3

(TLDR at the bottom)

We have a legacy system that has implemented its own XML reader/writer. The problem is that it allows a literal "&" inside a property value.

<SB nae="Name" net="HV & DD"/>

When I am reading the data using XDocument.Parse() method, this fails of course. I am looking at ways of sanitizing the data.

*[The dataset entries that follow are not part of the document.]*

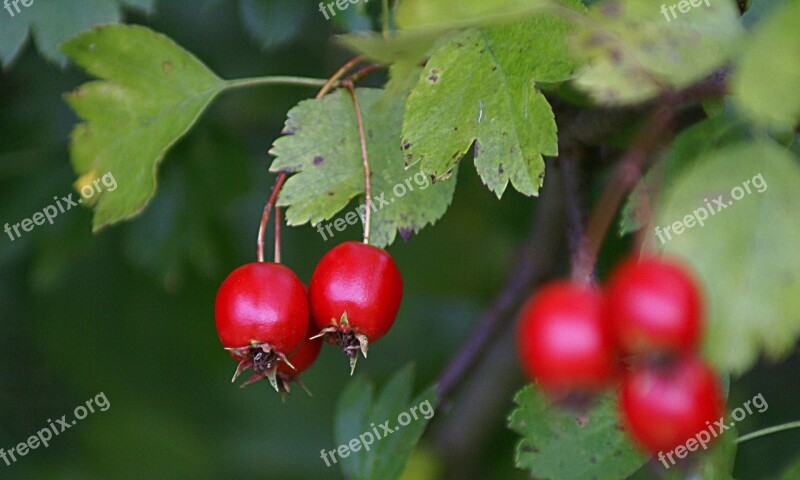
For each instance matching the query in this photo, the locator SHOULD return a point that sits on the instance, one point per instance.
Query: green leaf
(715, 462)
(559, 444)
(321, 143)
(703, 137)
(792, 472)
(765, 85)
(632, 52)
(411, 46)
(152, 91)
(427, 13)
(718, 463)
(274, 22)
(54, 22)
(480, 89)
(745, 255)
(359, 417)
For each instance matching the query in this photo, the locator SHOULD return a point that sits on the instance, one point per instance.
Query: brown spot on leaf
(405, 233)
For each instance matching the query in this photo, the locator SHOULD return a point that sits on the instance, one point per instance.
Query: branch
(533, 261)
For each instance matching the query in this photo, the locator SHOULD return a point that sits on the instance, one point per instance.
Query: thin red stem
(339, 73)
(628, 171)
(364, 157)
(281, 178)
(277, 234)
(265, 218)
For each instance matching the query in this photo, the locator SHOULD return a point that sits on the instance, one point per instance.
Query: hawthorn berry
(562, 341)
(261, 316)
(654, 305)
(664, 405)
(355, 292)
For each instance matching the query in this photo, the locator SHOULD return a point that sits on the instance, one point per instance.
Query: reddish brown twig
(281, 178)
(628, 171)
(348, 84)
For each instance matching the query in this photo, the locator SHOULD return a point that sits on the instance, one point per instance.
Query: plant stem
(570, 163)
(338, 74)
(533, 262)
(385, 19)
(628, 171)
(277, 234)
(265, 218)
(348, 84)
(276, 187)
(768, 431)
(273, 80)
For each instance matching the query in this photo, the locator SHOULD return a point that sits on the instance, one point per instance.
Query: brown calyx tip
(349, 340)
(263, 359)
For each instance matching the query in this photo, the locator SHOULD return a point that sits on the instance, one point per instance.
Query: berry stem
(348, 84)
(273, 80)
(768, 431)
(281, 178)
(534, 261)
(627, 172)
(385, 12)
(338, 74)
(265, 218)
(277, 234)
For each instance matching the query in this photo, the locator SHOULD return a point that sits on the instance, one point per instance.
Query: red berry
(654, 305)
(355, 292)
(262, 315)
(562, 341)
(664, 406)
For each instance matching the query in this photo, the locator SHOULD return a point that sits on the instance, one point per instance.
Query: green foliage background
(129, 311)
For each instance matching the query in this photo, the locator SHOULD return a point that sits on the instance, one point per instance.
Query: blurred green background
(129, 311)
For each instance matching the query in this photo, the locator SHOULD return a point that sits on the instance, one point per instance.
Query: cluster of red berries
(573, 336)
(270, 322)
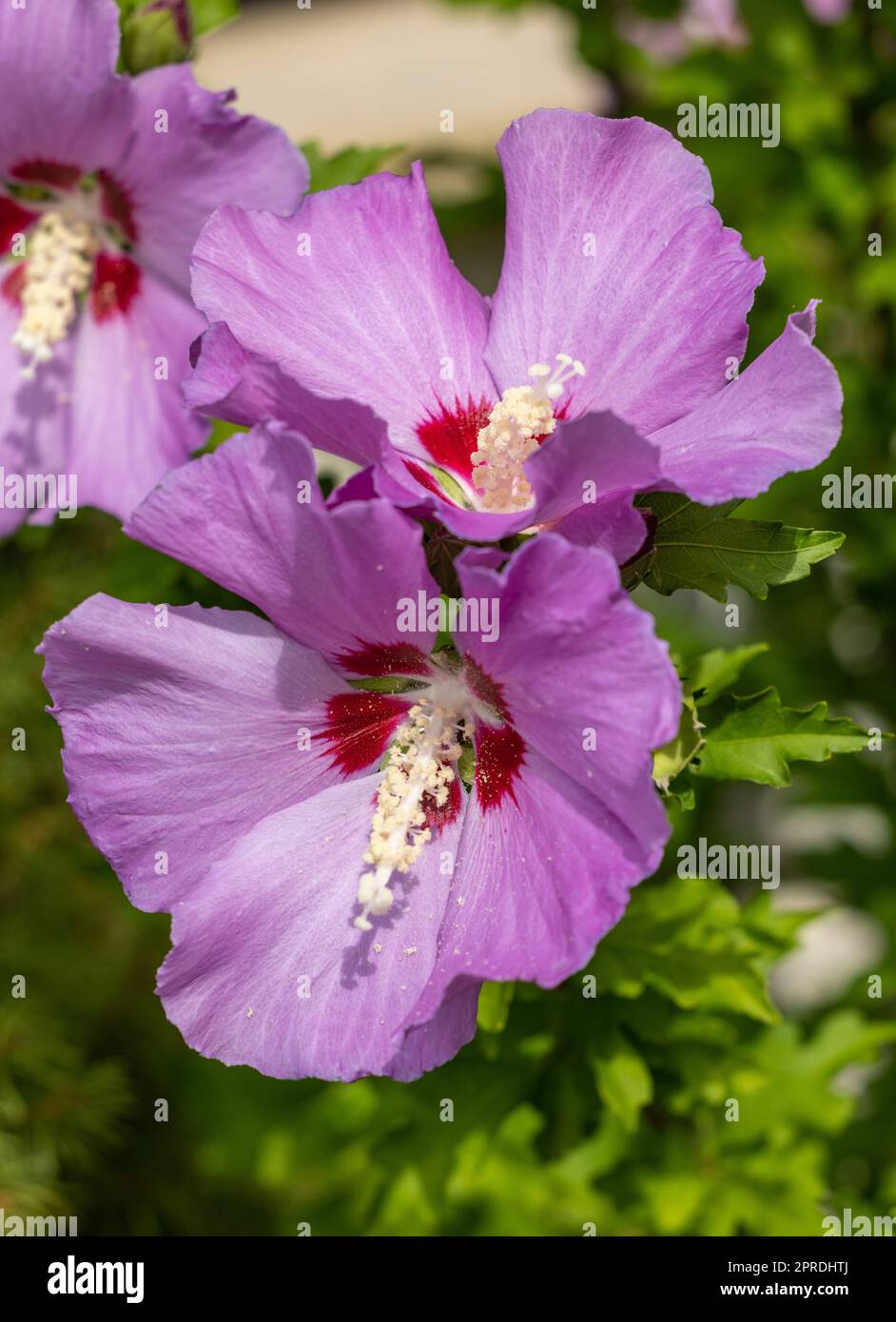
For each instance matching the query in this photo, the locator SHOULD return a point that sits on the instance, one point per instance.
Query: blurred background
(569, 1112)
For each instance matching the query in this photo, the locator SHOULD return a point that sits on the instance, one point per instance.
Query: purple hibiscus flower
(105, 183)
(600, 366)
(332, 918)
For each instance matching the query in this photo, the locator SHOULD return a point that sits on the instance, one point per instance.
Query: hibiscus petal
(574, 654)
(268, 970)
(229, 382)
(355, 297)
(538, 881)
(180, 739)
(68, 108)
(128, 429)
(332, 579)
(209, 153)
(616, 255)
(781, 416)
(33, 414)
(586, 477)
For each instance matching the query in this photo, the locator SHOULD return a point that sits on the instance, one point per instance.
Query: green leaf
(163, 32)
(348, 166)
(624, 1080)
(495, 1006)
(686, 940)
(705, 549)
(211, 13)
(756, 738)
(672, 759)
(711, 674)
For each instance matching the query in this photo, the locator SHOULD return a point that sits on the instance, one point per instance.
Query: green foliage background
(567, 1109)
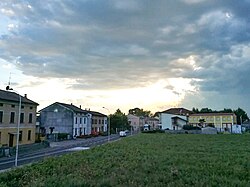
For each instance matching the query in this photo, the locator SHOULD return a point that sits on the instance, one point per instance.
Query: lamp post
(109, 125)
(18, 122)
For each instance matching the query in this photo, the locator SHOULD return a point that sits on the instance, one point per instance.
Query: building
(221, 121)
(9, 116)
(136, 122)
(70, 119)
(173, 118)
(98, 122)
(152, 122)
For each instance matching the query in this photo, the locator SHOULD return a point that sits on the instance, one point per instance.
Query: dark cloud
(118, 44)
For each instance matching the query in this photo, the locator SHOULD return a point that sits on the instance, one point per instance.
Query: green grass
(146, 160)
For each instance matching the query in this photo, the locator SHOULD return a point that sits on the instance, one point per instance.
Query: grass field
(146, 160)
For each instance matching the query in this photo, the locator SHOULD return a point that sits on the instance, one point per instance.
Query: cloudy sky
(125, 54)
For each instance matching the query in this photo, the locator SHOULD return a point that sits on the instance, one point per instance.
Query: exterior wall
(8, 130)
(135, 122)
(179, 124)
(57, 117)
(221, 121)
(153, 122)
(99, 123)
(166, 120)
(82, 125)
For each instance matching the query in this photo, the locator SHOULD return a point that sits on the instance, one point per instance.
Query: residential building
(70, 119)
(65, 118)
(221, 121)
(152, 122)
(9, 116)
(98, 121)
(136, 122)
(173, 118)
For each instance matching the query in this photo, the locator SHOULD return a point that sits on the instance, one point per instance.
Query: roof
(77, 109)
(73, 108)
(14, 97)
(212, 114)
(178, 111)
(176, 117)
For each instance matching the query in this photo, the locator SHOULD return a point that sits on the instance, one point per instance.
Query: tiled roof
(178, 111)
(73, 108)
(212, 114)
(96, 113)
(14, 97)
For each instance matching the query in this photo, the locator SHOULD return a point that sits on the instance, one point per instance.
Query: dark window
(30, 118)
(20, 135)
(1, 116)
(22, 118)
(12, 117)
(29, 134)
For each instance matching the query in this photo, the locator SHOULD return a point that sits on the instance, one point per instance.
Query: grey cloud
(116, 44)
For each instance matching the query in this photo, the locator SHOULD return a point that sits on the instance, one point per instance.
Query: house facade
(173, 118)
(9, 116)
(65, 118)
(98, 122)
(152, 122)
(221, 121)
(136, 122)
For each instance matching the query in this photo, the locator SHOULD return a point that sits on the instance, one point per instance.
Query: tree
(241, 115)
(119, 121)
(140, 112)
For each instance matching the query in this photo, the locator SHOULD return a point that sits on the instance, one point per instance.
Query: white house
(173, 118)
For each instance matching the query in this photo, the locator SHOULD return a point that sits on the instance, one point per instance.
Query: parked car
(123, 134)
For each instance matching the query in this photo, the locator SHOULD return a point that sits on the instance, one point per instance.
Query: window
(29, 135)
(30, 118)
(22, 118)
(12, 117)
(1, 116)
(20, 135)
(75, 131)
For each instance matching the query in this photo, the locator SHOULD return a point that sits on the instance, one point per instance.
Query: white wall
(166, 120)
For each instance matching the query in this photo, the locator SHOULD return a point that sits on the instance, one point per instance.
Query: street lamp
(109, 125)
(18, 122)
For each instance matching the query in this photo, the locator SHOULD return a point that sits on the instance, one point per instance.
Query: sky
(125, 54)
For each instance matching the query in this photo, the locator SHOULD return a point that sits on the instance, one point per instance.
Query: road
(7, 163)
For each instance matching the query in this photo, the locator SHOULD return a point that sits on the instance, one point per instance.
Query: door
(11, 139)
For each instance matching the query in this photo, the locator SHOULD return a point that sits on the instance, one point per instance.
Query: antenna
(9, 79)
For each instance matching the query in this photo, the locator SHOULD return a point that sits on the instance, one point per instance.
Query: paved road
(56, 149)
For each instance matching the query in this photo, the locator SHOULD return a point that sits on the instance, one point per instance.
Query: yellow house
(9, 115)
(221, 121)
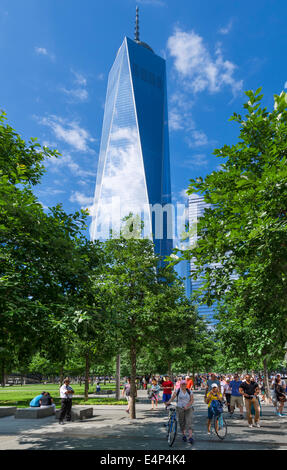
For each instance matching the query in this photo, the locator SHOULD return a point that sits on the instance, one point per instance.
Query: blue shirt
(36, 400)
(234, 385)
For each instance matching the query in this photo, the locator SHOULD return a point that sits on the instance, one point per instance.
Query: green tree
(242, 244)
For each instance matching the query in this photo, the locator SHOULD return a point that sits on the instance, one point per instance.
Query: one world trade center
(134, 170)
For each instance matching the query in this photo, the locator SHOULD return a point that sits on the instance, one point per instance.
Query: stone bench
(78, 413)
(7, 410)
(34, 412)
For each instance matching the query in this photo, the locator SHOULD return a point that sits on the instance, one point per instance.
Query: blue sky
(55, 56)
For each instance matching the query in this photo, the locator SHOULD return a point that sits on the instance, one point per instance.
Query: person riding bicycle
(214, 401)
(184, 409)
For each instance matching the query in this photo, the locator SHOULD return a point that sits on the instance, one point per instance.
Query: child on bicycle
(212, 399)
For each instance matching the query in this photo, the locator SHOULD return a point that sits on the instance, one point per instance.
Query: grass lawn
(21, 396)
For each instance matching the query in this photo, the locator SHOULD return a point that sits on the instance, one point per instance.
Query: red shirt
(189, 383)
(167, 387)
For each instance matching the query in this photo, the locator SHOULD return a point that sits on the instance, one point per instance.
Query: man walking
(66, 394)
(236, 398)
(250, 390)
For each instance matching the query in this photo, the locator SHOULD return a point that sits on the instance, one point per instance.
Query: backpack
(177, 393)
(217, 407)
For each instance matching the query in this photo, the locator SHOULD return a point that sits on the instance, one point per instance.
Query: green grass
(21, 396)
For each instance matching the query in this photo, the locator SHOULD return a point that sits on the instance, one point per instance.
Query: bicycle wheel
(172, 429)
(220, 426)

I am attempting to use regex to identify cases where this is happening. To illustrate, consider this:

&(?!amp\;)

This will identify ampersand with a negative lookahead to ensure it isn't actually a correctly escaped ampersand. When I have identified these cases, I can substitute with a proper &

Of course, there is a problem that this will match other escaped character such &gt &lt &quot etc, so I need to unmatch those as well. Maybe using a more general form, like a regex unmatching ampersand followed by 2-4 characters and then semicolon.

But my worry is that there are other cases for ampersands that I am not thinking of and that are not represented in the few samples I have got. I am looking for a safe way that will not mess up proper xml.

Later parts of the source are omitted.